Toponimia. Cuando hablamos de los nombres de los lugares —de nuestras montañas, ríos, pueblos y barrios— también estamos hablando de historia, de cultura y de identidad. Esos nombres que decimos a diario sin pensarlo, como “Sabana de la Mar” o “Juan Dolio”, en realidad esconden secretos lingüísticos que conectan nuestro presente con el pasado indígena, africano, europeo y criollo que forma la historia de la República Dominicana.
En una reciente ponencia celebrada durante el Congreso Nacional de Geografía, la lexicógrafa, filóloga y directora del Instituto Guzmán Ariza de Lexicografía, María José Rincón González —también miembro de número de la Academia Dominicana de la Lengua—, fue invitada por el Instituto Geográfico Nacional para compartir una apasionante reflexión sobre la toponimia dominicana, es decir, el estudio de los nombres propios de lugar.
La lengua guarda la memoria
El académico Manuel Matos Moquete escribió que la lengua conserva la memoria de las sociedades. Y es precisamente esa idea la que permite que la geografía y la filología se encuentren en un mismo espacio: ambas disciplinas estudian la huella de lo humano en el territorio.
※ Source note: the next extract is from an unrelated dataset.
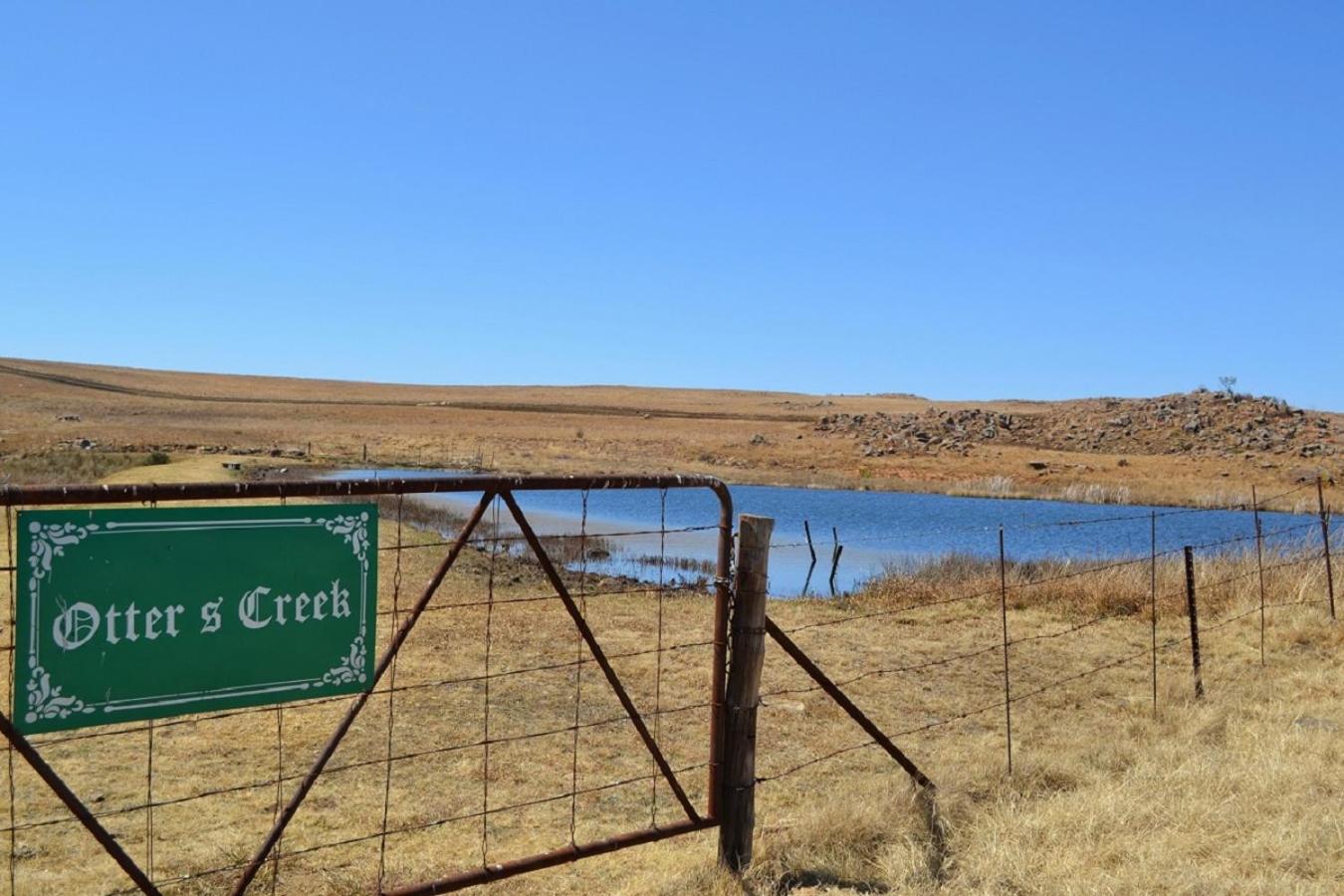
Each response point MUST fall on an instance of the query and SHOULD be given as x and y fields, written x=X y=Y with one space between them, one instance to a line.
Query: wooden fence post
x=746 y=654
x=1194 y=619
“los topónimos no son etiquetas congeladas en el tiempo, sino fósiles en ámbar, con vida propia, con memoria geográfica, social e histórica”.
Rincón González reconoce que en nuestro país no se ha valorado suficientemente a la lengua como fuente de investigación histórica. Por eso, celebra que se le haya dado voz a una lexicógrafa en un evento geográfico, como signo de un cambio necesario: unir el estudio de la tierra con el estudio de las palabras que la nombran.
Un país con muchos nombres
Los nombres indígenas como Yaque, Cibao o Haina han sobrevivido siglos de historia, transformaciones culturales y dominaciones coloniales. Esos nombres son testigos de lenguas ya extintas, pero que siguen vivas en el habla popular.
También tenemos topónimos de origen africano, que encierran historias de dolor, esclavitud, resistencia y adaptación. Como señala Rincón González, muchos de ellos han sido poco estudiados, en parte por la complejidad histórica y lingüística que implican. Y, por supuesto, están los topónimos de herencia hispánica y también francesa, fruto de la historia compartida en la isla.
Algunos lugares incluso combinan esos tres orígenes. Un ejemplo que comparte la filóloga es Sabana de Juan Brown: “Sabana” es un término taíno, “Juan” proviene del español, y “Brown” refleja una influencia africana o anglosajona. Este humilde paraje es un testimonio del mestizaje cultural y lingüístico que define a nuestra nación.
El peligro de olvidar
Pero no todo es permanencia. Rincón González advierte sobre el peligro del olvido. La migración del campo a las ciudades ha provocado que muchos de estos nombres desaparezcan del habla diaria. También señala cómo se están transformando topónimos tradicionales para convertirlos en marcas turísticas o comerciales, como ocurre cuando San José de las Matas se convierte en Sajoma, o Punta Cana en Cap Cana. Cambiar un nombre también cambia su historia, su identidad.
¿Y qué hacemos con los topónimos?
El estudio de los topónimos implica tareas urgentes: investigar sus orígenes, proteger su grafía correcta, incluir sus gentilicios en los diccionarios, y sobre todo, educar en el valor que tienen para comprender nuestra historia y nuestra lengua.
Rincón González recuerda que muchos de estos nombres no aparecen en los diccionarios porque son nombres propios, salvo cuando forman parte de expresiones populares. Por ejemplo, el Diccionario del español dominicano recoge la expresión “ir a Higüey sin tortilla”, y gracias a ella, el nombre de Higüey no se pierde en el olvido.
Nombrar es contar una historia
Dar nombre a un lugar es apropiarse de él, afirma la filóloga. Y renombrarlo, transformarlo, también es reescribir la historia. Por eso debemos cuidar nuestros topónimos como parte de nuestra identidad. Como dice Rincón González, “los topónimos son los nombres que nos conectan con quiénes somos”.
En cada rincón de la República Dominicana, hay una palabra que espera ser comprendida, valorada y preservada. Cada Sabana, cada Higüey, cada Guayabal nos recuerda que la lengua, como la tierra, tiene memoria.